2020-11-08, 13:55–13:55, Posters
Radio interferometry data was big well before “Big Data” was a glint in a proto-data-scientist’s eye. The raw outputs of a radio interferometer, i.e. the complex visibility data and all associated metadata, while of little interest to the end-user astronomer per se, contain a wealth of information about the functioning of the instrument and software pipelines, and can provide vital diagnostics during the entire data reduction process. It is therefore important to be able to visualize them in all sorts of ways. However, the sheer size of these datasets (e.g. upwards of a billion measurements for even a short MeerKAT observation) calls for fairly sophisticated plotting techniques that can represent both dense data and outliers, and do it in a reasonable timeframe. This is well beyond the capabilities of our trusted workhorse Matplotlib.
Two recently developed technologies make a solution possible. The Datashader suite (https://datashader.org), driven by Big Data developments in multiple fields, provides functionality for rendering huge datasets onto two-dimensional canvases, using a variety of aggregation and categorization options. The Dask-MS library (https://dask-ms.readthedocs.io, see also Perkins this conf.) provides a native mapping from the Measurement Set, the standard radio astronomy data format, to Dask arrays, which facilitate massively parallel computation (and are natively supported by Datashader).

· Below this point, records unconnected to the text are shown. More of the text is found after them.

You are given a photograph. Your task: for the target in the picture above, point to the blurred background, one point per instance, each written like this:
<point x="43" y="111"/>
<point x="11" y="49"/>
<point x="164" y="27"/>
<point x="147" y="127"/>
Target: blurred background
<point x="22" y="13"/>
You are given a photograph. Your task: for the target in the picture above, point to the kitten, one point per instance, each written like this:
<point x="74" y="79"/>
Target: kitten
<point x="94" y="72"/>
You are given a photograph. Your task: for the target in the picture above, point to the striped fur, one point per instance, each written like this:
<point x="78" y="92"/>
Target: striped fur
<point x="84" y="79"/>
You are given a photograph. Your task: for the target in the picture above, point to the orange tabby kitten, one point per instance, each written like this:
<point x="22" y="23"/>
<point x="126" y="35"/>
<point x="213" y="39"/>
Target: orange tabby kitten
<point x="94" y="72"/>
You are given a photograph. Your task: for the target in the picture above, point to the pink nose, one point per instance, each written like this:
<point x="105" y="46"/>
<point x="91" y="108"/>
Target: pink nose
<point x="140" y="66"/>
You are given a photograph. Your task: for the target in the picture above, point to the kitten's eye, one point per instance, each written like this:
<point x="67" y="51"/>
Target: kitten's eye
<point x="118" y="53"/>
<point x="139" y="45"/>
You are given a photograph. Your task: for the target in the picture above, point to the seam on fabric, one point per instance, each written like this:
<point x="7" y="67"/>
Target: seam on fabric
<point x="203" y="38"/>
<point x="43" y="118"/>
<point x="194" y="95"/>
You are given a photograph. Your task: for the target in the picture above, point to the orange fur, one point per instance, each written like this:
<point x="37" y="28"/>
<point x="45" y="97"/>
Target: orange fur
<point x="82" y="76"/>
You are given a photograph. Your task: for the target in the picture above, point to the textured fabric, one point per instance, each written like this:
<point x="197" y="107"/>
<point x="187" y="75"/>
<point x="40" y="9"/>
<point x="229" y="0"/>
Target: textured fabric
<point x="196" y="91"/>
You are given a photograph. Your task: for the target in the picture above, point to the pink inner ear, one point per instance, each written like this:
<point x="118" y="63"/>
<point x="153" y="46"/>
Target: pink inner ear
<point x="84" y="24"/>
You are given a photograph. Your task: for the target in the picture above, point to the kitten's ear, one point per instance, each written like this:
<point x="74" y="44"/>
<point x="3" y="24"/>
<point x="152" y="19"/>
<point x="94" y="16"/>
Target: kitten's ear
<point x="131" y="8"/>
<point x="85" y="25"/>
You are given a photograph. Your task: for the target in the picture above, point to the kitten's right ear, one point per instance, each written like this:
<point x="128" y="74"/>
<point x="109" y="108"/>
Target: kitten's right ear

The shadeMS tool (https://github.com/ratt-ru/shadeMS) brings these two technologies together to allow for the rapid plotting of radio interferometry data. The premise of shadeMS is to support the plotting of anything versus anything, aggregated by anything and coloured (i.e. categorized) by anything, via a straightforward command-line or Python interface. The use of Dask means that a large number of cores can be efficiently exploited, making the plotting process I/O-limited in many cases. This allows data processing pipelines to produce a rich variety of diagnostic plots with relatively little overhead.